The impact of emotional expression is also influenced by the speech's linguistic substance [154]. To increase the precision of emotion recognition, emotional speech can be utilized to identify prominent words and traits that can be recovered from these words, in addition to more conventional aspects [155]. A real-time application where it is crucial to authenticate requests is call monitoring in the ambulance and fire brigade. Under the umbrella of emotion verification, pertinent aspects and models may be researched in this regard [156]. Figure 10 shows the most used keywords for the emotion extraction. In this research, LSTM, MFCC, RNN, CNN are found to be the most useful keywords.

Fig. 10
figure 10

Most used keywords for the emotion extraction

7 Conclusion and future work

A new taxonomy was introduced, and the main ML techniques for hate speech identification were illustrated. According to the study, among the various DL techniques, RF, CNN, SVM, and LSTM had the greatest practical uses. These algorithms work well for sentimental and emotional analysis as well as the detection of hate speech. Incontrovertible analytical data from a range of sources, such as common documents, business reports, social media monitoring, and customer support tickets, are provided by emotional analysis. On the other hand, DL enables the employment of more potent tools and algorithms for data analysis. The classifier and database to use to accurately assess emotions can be chosen using the data presented in the earlier articles. The most often searched-for emotions are neutral, disgust, happiness, and sadness, along with other characteristics like a burden, joy, surprise, and fear. The classifier used has an impact on the extraction rate. Due to the drawbacks of using subpar sample recordings in the databases, the accuracy in DBN networks is between 56 and 57 percent, and the recognition ratio has decreased. In this paper, both deep learning and machine learning for SER have been carefully analyzed.The paper includes a block diagram of the voice emotion detection system and a brief introduction to SER. To classify a speech recognition system, they must be able to distinguish between isolated, connected, spontaneous, and continuous words. There are several different techniques to research and assess approaches for recognizing emotions, including Emotion Recognition, DL, and ML. Researchers have recently paid a lot of attention to the topic of speech-based emotion recognition. This study examined a huge number of research publications using databases, feature extraction, and classifiers. The research on emotion recognition systems conducted between 1994 and 2022 is summarized in this document. In order to improve performance accuracy, current research has placed a lot of emphasis on the extraction of features and feature selection. Data analysis shows that classifier selection is a challenging task to enhance system performance and recognize the proper emotions. No obvious winner has emerged despite the selection of several classifiers for the speech emotion identification system.

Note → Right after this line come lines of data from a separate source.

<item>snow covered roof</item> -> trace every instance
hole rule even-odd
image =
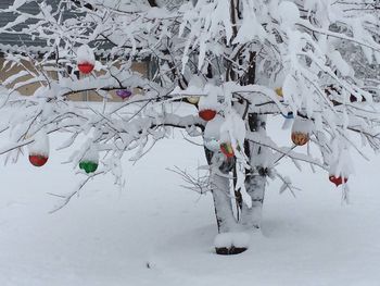
[[[1,10],[8,9],[14,3],[15,0],[0,0],[0,28],[4,27],[8,23],[13,22],[16,18],[16,14],[12,12],[2,12]],[[18,10],[29,14],[38,14],[40,8],[38,7],[38,1],[27,2]],[[56,8],[61,0],[48,0],[47,3],[53,8]],[[72,11],[64,11],[63,16],[75,17],[78,14]],[[27,24],[33,23],[28,20],[26,23],[22,23],[16,26],[16,30],[21,30],[26,27]],[[91,46],[91,45],[90,45]],[[101,43],[97,45],[99,48],[96,50],[98,57],[105,55],[107,50],[112,48],[111,45]],[[10,33],[0,33],[0,52],[21,52],[25,49],[30,53],[43,53],[50,50],[50,47],[47,45],[47,40],[38,37],[33,37],[31,35],[26,34],[10,34]]]
[[[54,1],[54,0],[53,0]],[[1,0],[0,10],[7,9],[12,5],[14,0]],[[30,2],[21,9],[23,12],[30,14],[38,14],[39,8],[36,2]],[[16,18],[16,14],[11,12],[2,12],[0,17],[0,27],[5,26],[9,22],[12,22]],[[21,24],[17,28],[25,27],[26,24]],[[42,39],[35,38],[33,39],[30,35],[18,35],[18,34],[0,34],[0,51],[11,50],[20,51],[20,47],[29,47],[31,51],[38,52],[38,49],[42,49],[46,46],[46,41]]]

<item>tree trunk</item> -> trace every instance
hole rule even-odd
[[[218,233],[228,233],[236,228],[237,221],[233,216],[232,202],[230,196],[230,186],[228,173],[235,162],[228,161],[221,164],[215,162],[214,153],[204,149],[207,163],[212,167],[211,189],[214,200],[214,209]],[[218,166],[219,165],[219,166]]]
[[[249,115],[250,132],[266,135],[265,116],[258,116],[251,113]],[[250,158],[251,170],[245,174],[245,189],[252,200],[252,208],[248,208],[243,203],[241,211],[241,224],[245,229],[255,229],[261,227],[262,210],[265,195],[267,169],[265,167],[265,160],[267,158],[268,149],[252,141],[245,145],[245,153]]]
[[[237,221],[232,212],[229,178],[213,172],[211,179],[218,233],[233,232]]]

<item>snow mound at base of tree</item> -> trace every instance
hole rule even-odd
[[[249,248],[251,236],[246,233],[225,233],[215,236],[214,246],[216,248],[240,247]]]

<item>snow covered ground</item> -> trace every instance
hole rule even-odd
[[[289,141],[289,130],[268,129]],[[180,188],[165,170],[204,163],[202,148],[180,139],[161,141],[135,166],[125,162],[126,190],[104,177],[54,214],[58,198],[47,192],[69,192],[79,181],[61,164],[68,152],[52,148],[41,169],[26,157],[1,166],[0,285],[380,285],[380,157],[354,156],[349,206],[326,173],[284,163],[303,190],[280,196],[270,182],[262,234],[249,251],[223,257],[213,249],[211,196]]]

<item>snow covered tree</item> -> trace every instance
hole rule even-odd
[[[40,12],[25,12],[28,2]],[[268,179],[293,191],[276,171],[281,159],[326,170],[346,194],[350,152],[379,149],[378,11],[375,0],[17,0],[1,11],[16,17],[0,33],[42,39],[47,51],[5,55],[5,69],[26,61],[35,69],[2,83],[12,116],[2,122],[11,141],[0,153],[17,159],[27,145],[43,153],[43,136],[54,132],[71,134],[60,148],[90,134],[72,157],[90,174],[84,184],[103,173],[123,184],[121,159],[131,150],[138,160],[170,128],[202,136],[216,251],[241,252],[261,226]],[[131,69],[138,61],[150,62],[151,76]],[[78,69],[88,76],[78,78]],[[18,95],[33,83],[40,84],[33,96]],[[67,100],[81,91],[97,92],[103,109]],[[107,103],[114,91],[122,103]],[[267,117],[281,115],[292,124],[290,148],[266,134]]]

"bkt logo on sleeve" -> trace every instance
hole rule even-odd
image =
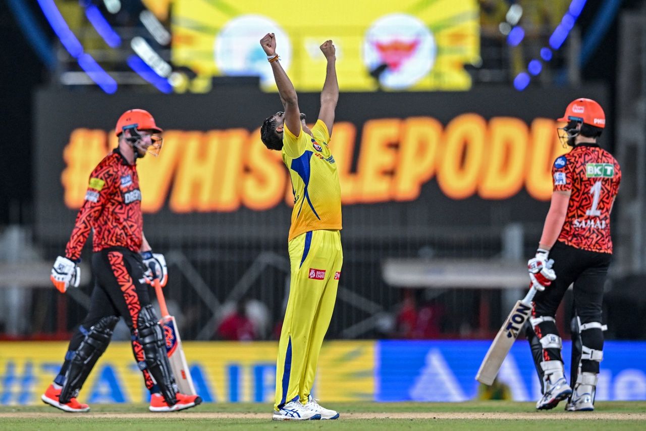
[[[561,168],[565,168],[567,164],[567,159],[565,158],[565,156],[561,156],[554,160],[554,168],[561,169]]]
[[[325,278],[325,271],[324,269],[315,269],[314,268],[309,269],[309,274],[307,276],[307,278],[311,280],[324,280]]]

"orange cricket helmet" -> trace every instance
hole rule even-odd
[[[579,98],[570,102],[565,114],[557,121],[579,121],[596,127],[605,127],[605,114],[601,105],[592,99]]]
[[[129,129],[130,136],[126,138],[126,140],[132,145],[133,147],[139,148],[145,153],[140,155],[135,151],[135,159],[143,157],[146,153],[157,157],[162,151],[162,146],[163,143],[163,138],[162,133],[163,132],[161,128],[157,127],[155,124],[155,119],[152,118],[151,113],[143,109],[129,109],[121,114],[117,121],[117,126],[114,132],[116,135],[120,136],[123,131]],[[143,143],[141,140],[141,135],[140,134],[140,130],[150,130],[152,134],[150,136],[151,142],[148,144]]]
[[[138,130],[152,130],[154,133],[161,133],[163,131],[155,124],[155,119],[151,113],[143,109],[129,109],[121,114],[117,121],[117,126],[114,132],[117,136],[123,133],[128,128],[134,128]]]

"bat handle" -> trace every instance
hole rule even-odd
[[[152,279],[152,285],[155,288],[155,293],[157,294],[157,302],[160,303],[160,311],[162,311],[162,317],[170,316],[168,314],[168,309],[166,308],[166,299],[163,297],[163,292],[162,291],[162,285],[160,283],[158,278]]]
[[[155,263],[151,263],[151,271],[152,272],[152,286],[155,288],[155,294],[157,294],[157,302],[160,303],[160,311],[162,311],[162,318],[163,318],[168,314],[168,309],[166,308],[166,299],[163,297],[163,292],[162,291],[162,284],[160,279],[157,278],[157,272],[155,271]]]

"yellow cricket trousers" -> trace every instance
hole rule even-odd
[[[307,401],[343,263],[339,230],[306,232],[289,248],[291,280],[278,342],[275,410],[296,398]]]

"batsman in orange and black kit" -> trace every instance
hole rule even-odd
[[[542,289],[534,296],[526,333],[543,388],[536,408],[554,408],[568,399],[567,411],[590,411],[594,410],[599,365],[603,359],[601,302],[612,254],[610,214],[621,172],[614,157],[597,143],[605,127],[599,104],[577,99],[558,121],[567,123],[559,129],[559,137],[572,149],[554,161],[550,210],[536,257],[528,262],[530,276],[537,279]],[[541,269],[547,277],[540,276]],[[572,283],[568,384],[555,318]]]
[[[136,161],[158,155],[162,130],[143,109],[130,109],[117,122],[119,146],[90,175],[85,200],[76,217],[64,256],[58,256],[51,280],[61,293],[79,282],[81,250],[94,232],[92,268],[96,285],[90,309],[70,341],[61,370],[41,397],[66,412],[87,412],[76,400],[97,360],[105,351],[122,316],[130,327],[132,351],[151,392],[152,412],[172,412],[202,403],[177,390],[165,339],[148,294],[147,282],[167,280],[166,261],[153,254],[143,236],[141,193]]]
[[[260,45],[285,109],[265,120],[260,138],[267,148],[281,152],[294,195],[288,245],[291,278],[278,342],[273,419],[335,419],[339,414],[322,407],[311,394],[343,263],[341,192],[329,146],[339,100],[335,47],[331,40],[320,46],[327,69],[318,119],[310,129],[276,54],[273,33]]]

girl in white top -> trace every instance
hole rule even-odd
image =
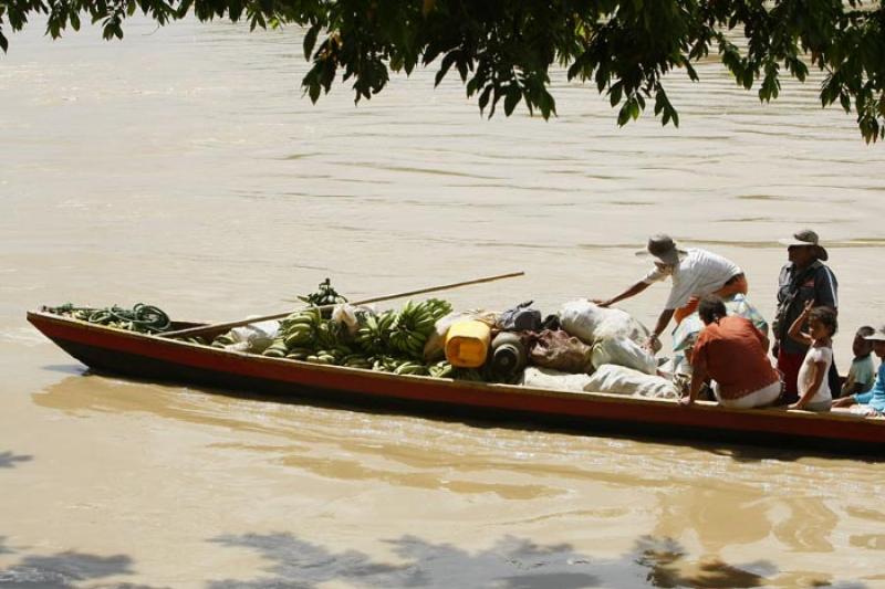
[[[833,364],[833,334],[836,333],[836,313],[830,307],[814,307],[809,301],[802,314],[790,326],[790,337],[809,346],[805,359],[799,369],[799,401],[790,409],[806,411],[830,411],[833,396],[830,392],[826,374]],[[802,332],[808,319],[809,330]]]

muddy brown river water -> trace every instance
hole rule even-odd
[[[595,91],[480,118],[434,72],[354,107],[299,88],[296,30],[123,42],[32,27],[0,57],[0,587],[885,587],[885,463],[431,421],[84,374],[24,322],[146,302],[185,319],[524,270],[447,293],[545,312],[642,276],[665,231],[740,264],[771,317],[811,227],[842,332],[885,322],[885,151],[814,81],[760,105],[715,64],[683,126]],[[653,324],[666,288],[622,306]]]

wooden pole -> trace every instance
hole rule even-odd
[[[507,274],[498,274],[496,276],[486,276],[482,278],[475,278],[471,281],[464,281],[464,282],[454,282],[451,284],[440,284],[438,286],[428,286],[427,288],[418,288],[416,291],[406,291],[405,293],[395,293],[391,295],[384,296],[375,296],[372,298],[364,298],[363,301],[355,301],[351,303],[351,305],[367,305],[368,303],[381,303],[382,301],[393,301],[395,298],[403,298],[404,296],[413,296],[418,294],[426,294],[426,293],[436,293],[439,291],[448,291],[450,288],[459,288],[461,286],[470,286],[471,284],[482,284],[483,282],[494,282],[500,281],[503,278],[512,278],[516,276],[523,276],[525,275],[524,272],[510,272]],[[319,308],[320,311],[327,311],[334,308],[335,305],[322,305]],[[196,337],[198,335],[205,334],[207,332],[217,332],[219,329],[232,329],[233,327],[239,327],[241,325],[248,325],[250,323],[259,323],[266,322],[270,319],[281,319],[288,315],[293,313],[292,311],[288,311],[285,313],[278,313],[275,315],[264,315],[263,317],[251,317],[249,319],[240,319],[237,322],[229,322],[229,323],[216,323],[212,325],[200,325],[199,327],[188,327],[187,329],[178,329],[176,332],[166,332],[163,334],[157,334],[158,337]]]

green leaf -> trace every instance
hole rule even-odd
[[[455,51],[450,51],[442,57],[442,64],[439,66],[439,71],[436,73],[436,77],[434,81],[434,87],[438,86],[442,78],[446,77],[446,74],[449,72],[449,67],[451,64],[455,63],[455,60],[458,57],[458,53]]]
[[[851,97],[848,96],[847,93],[845,93],[845,92],[840,93],[839,102],[840,102],[840,104],[842,104],[842,108],[846,113],[851,113]]]
[[[491,91],[494,88],[491,84],[486,86],[486,90],[482,91],[482,94],[479,95],[479,112],[482,113],[486,109],[486,105],[489,104],[489,96],[491,96]]]
[[[521,97],[522,93],[519,86],[512,85],[507,88],[507,96],[504,96],[504,115],[510,116],[511,113],[513,113],[513,108],[517,107]]]
[[[631,105],[633,104],[632,98],[627,98],[624,105],[621,107],[621,111],[617,113],[617,126],[623,127],[629,122],[631,117]]]
[[[304,35],[304,59],[310,60],[313,54],[313,46],[316,44],[316,36],[320,34],[320,24],[314,24],[308,29]]]
[[[608,88],[608,102],[612,106],[617,106],[621,102],[621,96],[624,91],[624,83],[623,82],[615,82],[612,84],[612,87]]]

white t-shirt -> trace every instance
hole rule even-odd
[[[673,269],[673,288],[664,306],[666,309],[683,307],[693,296],[712,294],[743,272],[730,260],[707,250],[693,248],[687,251],[688,255],[679,260],[679,264]],[[643,282],[652,284],[666,280],[668,275],[655,266]]]
[[[802,367],[799,369],[799,397],[803,397],[811,388],[813,383],[811,379],[811,365],[818,362],[826,364],[823,367],[823,380],[821,380],[821,386],[818,387],[818,392],[809,399],[810,403],[833,400],[833,396],[830,392],[830,379],[826,378],[830,371],[830,365],[833,364],[833,348],[816,348],[814,346],[810,347],[809,351],[805,353],[805,359],[802,360]]]

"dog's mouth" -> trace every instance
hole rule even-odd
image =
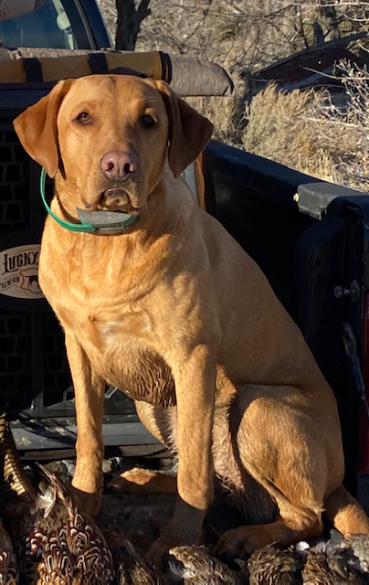
[[[100,211],[121,211],[138,215],[141,206],[138,197],[130,195],[121,186],[112,185],[100,193],[96,208]]]

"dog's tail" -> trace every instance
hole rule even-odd
[[[354,497],[340,485],[325,501],[325,516],[344,537],[369,536],[369,517]]]

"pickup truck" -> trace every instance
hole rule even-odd
[[[111,40],[94,0],[46,0],[0,22],[0,40],[26,70],[25,80],[5,82],[0,67],[0,400],[24,457],[58,458],[73,452],[73,388],[63,333],[37,282],[40,168],[12,122],[55,82],[34,79],[40,48],[106,55]],[[216,141],[204,178],[203,205],[260,265],[334,389],[355,494],[358,473],[369,473],[369,195]],[[107,388],[105,407],[107,448],[163,451],[125,395]]]

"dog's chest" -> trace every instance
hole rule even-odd
[[[114,320],[95,319],[92,326],[99,369],[107,382],[136,400],[175,404],[172,371],[153,347],[153,325],[145,312],[127,312]]]

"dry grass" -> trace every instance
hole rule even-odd
[[[324,180],[369,189],[369,89],[365,71],[341,64],[346,107],[327,90],[283,92],[274,84],[247,109],[243,144],[251,153]]]

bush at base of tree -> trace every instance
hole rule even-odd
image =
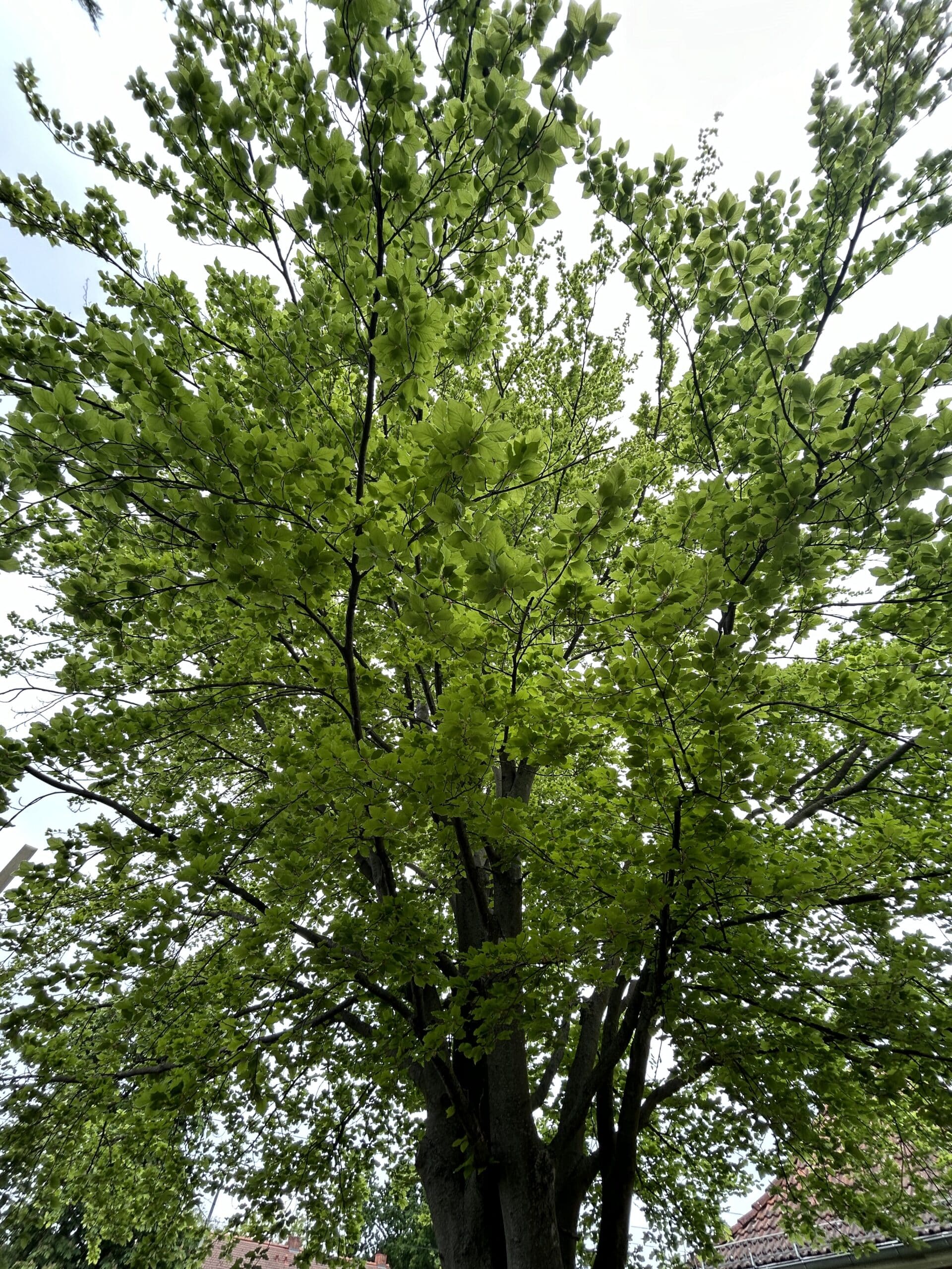
[[[390,1269],[439,1269],[437,1236],[415,1173],[396,1167],[386,1183],[371,1187],[364,1208],[360,1253],[372,1260],[387,1254]]]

This work gives an in-depth analysis of all the properties, databases, classifiers, and methods utilized to address the complicated challenge of SER Inferring that SVM performs better than the other model across all studies is possible. In the future, sentiment analysis may be used to identify emotions through facial expressions and emotions. We hope to be able to recognize offensive speech in the future from a variety of monitoring data. We want to consider visual information in addition to comment text to distinguish between dangerous emotions. Online texts can also be handled using the adaptive bagging approach, which enriches the processing at the level of dynamic processing by processing the texts as streams. Future research on this subject might examine how to improve the performance of our model by using BERT to build the embedding layer.